He had the best reason for knowing that such a receipt had been signed, but he had reckoned on its being lost or permanently mislaid.

The lawyer was not sure in his own mind whether Andy was not deceiving them, and determined to find out.

“These are bold words, boy,” he said. “We shall not believe in this receipt you talk about till you show it.”

“Mr. Starr believes in it,” retorted Andy, “for he knows very well he signed it; but he thought it was lost.”

“I demand to see the receipt,” said the lawyer.

“Very well; you shall see it,” assented Andy.

He drew a wallet from his pocket, and, taking out a folded piece of paper, handed it to the lawyer.

“Let me see it,” said Mr. Starr; but there was a cunning look in his eyes which made Andy distrustful.

“I object to his taking it,” interposed our hero.

“I don’t believe it’s genewine,” whined old Joshua. “It’s a base attempt to cheat me out of my money.”

“You’d better not talk about that, Mr. Starr,” said Andy.

“Lemme see it.”

“He has a right to see it,” said Mr. Ross; but he spoke in a quiet tone, for he saw that it would injure his professional reputation to involve himself in an evident attempt at swindling.

Joshua Starr took the paper in his hand, and gazed at it in a dazed way.

“The signatoor don’t look genewine,” he said, weakly.

Now it chanced that Mr. Starr’s signature was very peculiar—remarkable chiefly for its being a miserable scrawl.

“Doesn’t it look like your writing?” said Andy.

“Well, mebbe it is, a little; but I guess it’s a forgery. I dunno but you wrote it yourself, Andy.”

“Do you believe that, Mr. Ross?” asked Andy, plainly.

“No,” said the lawyer, with a glance of contempt at his client. “I believe it is Mr. Starr’s signature.”

Old Joshua’s lower jaw dropped.

“You ain’t a-goin’ to desert me, squire, are you?”

As he spoke, he cunningly let go the receipt, giving it an impulse toward the open fireplace, where a fire was burning.

Andy, however, was on the watch, and he sprang forward and rescued the valuable document.

“What are you trying to do, Mr. Starr?” he demanded, sternly.

“Nothing—it slipped,” answered the old man, crestfallen.

Though Mr. Ross was disappointed that he was unable to injure the Gordons by the agency of Mr.
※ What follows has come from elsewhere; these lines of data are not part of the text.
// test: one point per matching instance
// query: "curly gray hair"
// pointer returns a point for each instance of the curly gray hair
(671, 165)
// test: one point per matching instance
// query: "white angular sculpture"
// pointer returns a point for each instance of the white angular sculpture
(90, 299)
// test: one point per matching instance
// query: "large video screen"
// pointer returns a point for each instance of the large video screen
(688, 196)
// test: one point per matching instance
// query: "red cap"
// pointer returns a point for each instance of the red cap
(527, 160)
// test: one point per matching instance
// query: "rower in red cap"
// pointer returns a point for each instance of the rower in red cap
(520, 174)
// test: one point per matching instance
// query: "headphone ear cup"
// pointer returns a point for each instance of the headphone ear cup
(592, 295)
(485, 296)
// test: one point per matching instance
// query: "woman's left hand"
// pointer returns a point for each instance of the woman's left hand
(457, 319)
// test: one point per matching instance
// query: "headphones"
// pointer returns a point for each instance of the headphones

Starr, he felt that he could not afford to be implicated in the rascality which his client had attempted in his presence.

“Mrs. Gordon,” he said, rising from his chair, “you will do me the justice to believe that I had no knowledge of the existence of this receipt. I supposed Mr. Starr’s claim was a genuine one, or I would not have meddled with it. It is not my intention to aid and abet rascality.”
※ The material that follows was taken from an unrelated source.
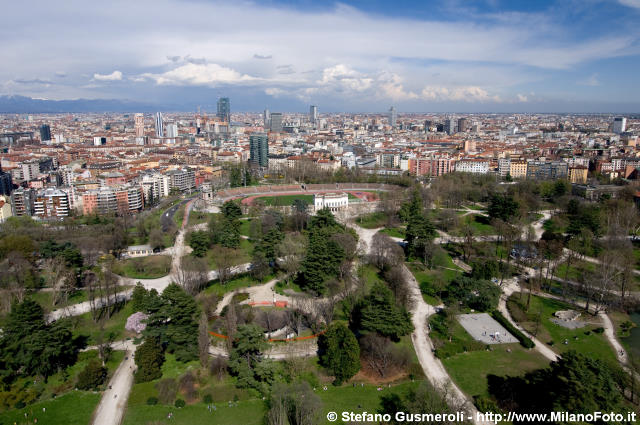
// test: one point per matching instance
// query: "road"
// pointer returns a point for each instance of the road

“You don’t mean me, do you, squire?” asked Joshua Starr, gazing in consternation at the lawyer.

“Yes, I do!” returned the lawyer, severely.

“There’s a mistake, squire. I’m almost sure that signatoor ain’t genewine.”

“And I am sure that it is,” said the lawyer, curtly. “You needn’t bring me any more of your business, Mr. Starr.”

He strode out of the cottage, with a look of utter disgust on his face.

“I don’t see what’s the matter with the squire,” said the old man. “He hadn’t ought to leave me that way.”

“Have you got any more business with us, Mr. Starr?” asked Andy.

“No—not as I know on. It’s pretty hard for me to lose all that money.”

“You can try to cheat somebody else out of it,” said Andy, coolly. “I wouldn’t advise you to try us again.”

“You’re a cur’us boy, Andy,” said the old man, as he slowly rose and hobbled off, disappointed.

When Mr. Ross reached home, he found his son Herbert waiting eagerly to interview him.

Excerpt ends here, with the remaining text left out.